Il n’est pas demandé au croyant de recevoir chaque jour le sacrement de la réconciliation, mais l’Eglise recommande, dans ses commandements ecclésiaux, qu’il ait lieu au moins une fois par an ; cela étant, il peut être bénéfique que ce sacrement ait lieu plusieurs fois par an, c’est-à-dire de temps en temps, quand le croyant commet un péché grave, ou quand il ressent le besoin de renouveler sa relation d’amour avec Dieu, qui aurait perdu un peu de sa ferveur, car il s’est éloigné.

4. A lire et méditer : Lecture d’Origène (+ 253)

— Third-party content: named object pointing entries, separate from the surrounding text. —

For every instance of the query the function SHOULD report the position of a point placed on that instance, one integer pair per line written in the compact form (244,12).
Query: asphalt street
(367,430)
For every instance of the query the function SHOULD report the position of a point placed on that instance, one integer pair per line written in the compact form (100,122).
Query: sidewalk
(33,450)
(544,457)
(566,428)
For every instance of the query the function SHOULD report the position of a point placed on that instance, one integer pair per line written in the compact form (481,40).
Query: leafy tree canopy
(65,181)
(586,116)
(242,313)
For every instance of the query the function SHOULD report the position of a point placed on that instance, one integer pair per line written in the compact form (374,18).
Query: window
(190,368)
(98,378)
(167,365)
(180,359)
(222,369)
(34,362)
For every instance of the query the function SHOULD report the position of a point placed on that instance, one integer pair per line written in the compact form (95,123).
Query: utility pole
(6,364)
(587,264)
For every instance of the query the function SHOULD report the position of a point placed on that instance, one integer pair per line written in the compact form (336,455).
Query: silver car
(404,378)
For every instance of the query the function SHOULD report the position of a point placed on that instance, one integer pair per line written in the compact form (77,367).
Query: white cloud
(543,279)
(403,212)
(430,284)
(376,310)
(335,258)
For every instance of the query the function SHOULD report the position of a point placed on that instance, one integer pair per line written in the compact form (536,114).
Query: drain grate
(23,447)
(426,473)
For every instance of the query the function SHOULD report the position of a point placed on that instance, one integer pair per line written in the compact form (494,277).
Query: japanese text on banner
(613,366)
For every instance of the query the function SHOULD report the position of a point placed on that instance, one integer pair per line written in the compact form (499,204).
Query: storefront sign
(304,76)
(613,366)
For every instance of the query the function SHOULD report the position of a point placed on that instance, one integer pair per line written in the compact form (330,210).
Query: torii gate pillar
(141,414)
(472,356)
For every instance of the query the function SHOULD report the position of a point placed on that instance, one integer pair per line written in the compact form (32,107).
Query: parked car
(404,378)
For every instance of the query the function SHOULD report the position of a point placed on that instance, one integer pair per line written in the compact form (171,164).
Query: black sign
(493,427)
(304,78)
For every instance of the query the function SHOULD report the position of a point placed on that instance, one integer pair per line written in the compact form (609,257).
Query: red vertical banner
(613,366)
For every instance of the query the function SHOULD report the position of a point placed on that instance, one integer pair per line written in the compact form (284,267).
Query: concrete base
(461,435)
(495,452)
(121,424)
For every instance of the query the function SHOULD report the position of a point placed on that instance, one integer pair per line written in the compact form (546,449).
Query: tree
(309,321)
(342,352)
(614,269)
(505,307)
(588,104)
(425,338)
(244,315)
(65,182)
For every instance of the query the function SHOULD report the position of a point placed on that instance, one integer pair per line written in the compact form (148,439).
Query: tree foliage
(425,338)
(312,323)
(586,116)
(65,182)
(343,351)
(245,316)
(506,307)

Le saint sacrement de la pénitence

Ceux qui nous écoutent pourraient nous dire : « Les anciens étaient plus avantagés que nous, car les pécheurs recevaient le pardon, moyennant des sacrifices selon des rites différents ; par contre, nous, nous n’avons qu’une seule chance de rémission des péchés, donnée tout au début avec la grâce du Baptême, après quoi il n’y a pas de miséricorde ni de pardon pour le pécheur ». Certes, le chrétien, pour qui le Christ est mort, devrait être soumis à une loi plus sévère de repentance. Pour les anciens, il y avait des sacrifices de brebis, de béliers, de taureaux et d’oiseaux… Quant à toi, sache que le Fils de Dieu est mort pour toi, te réjouis-tu encore à pécher ? Malgré cela, ne perds pas espoir ! Courage ! Mène une vie meilleure !… Voici, selon l’Evangile, les différentes façons d’obtenir le pardon des péchés :

La première est le Baptême, la seconde le martyre, la troisième l’aumône, la quatrième est obtenue quand nous pardonnons à nos frères, la cinquième consiste à détourner le pécheur de la mauvaise voie, car les Saintes Ecritures disent : « Celui qui ramène un pécheur de son égarement sauvera son âme de la mort et couvrira une multitude de péchés » ; et la sixième est l’abondance de la charité, selon la parole du Seigneur : « Ses péchés sont pardonnés car elle a beaucoup aimé ». Il en est encore une septième, dure et laborieuse : c’est la rémission des péchés par la pénitence, lorsque le pécheur lave sa couche de ses pleurs, et quand les larmes deviennent sa nourriture, le jour et la nuit, et quand il ne rougit pas de se confesser au prêtre et de lui demander le « médicament » nécessaire, selon la parole dite auparavant : « Je pose mes péchés devant moi, et toi, tu pardonnes toutes les erreurs de mon cœur » ; ceci est en harmonie avec les paroles de Saint Jacques l’apôtre : « Quelqu’un parmi vous est-il malade ? Qu’il appelle les presbytres de l’Eglise et qu’ils prient sur lui, après l’avoir oint d’huile au nom du Seigneur ; la prière de la foi sauvera le patient et le Seigneur le relèvera ; et s’il a commis des péchés, ils lui seront remis ».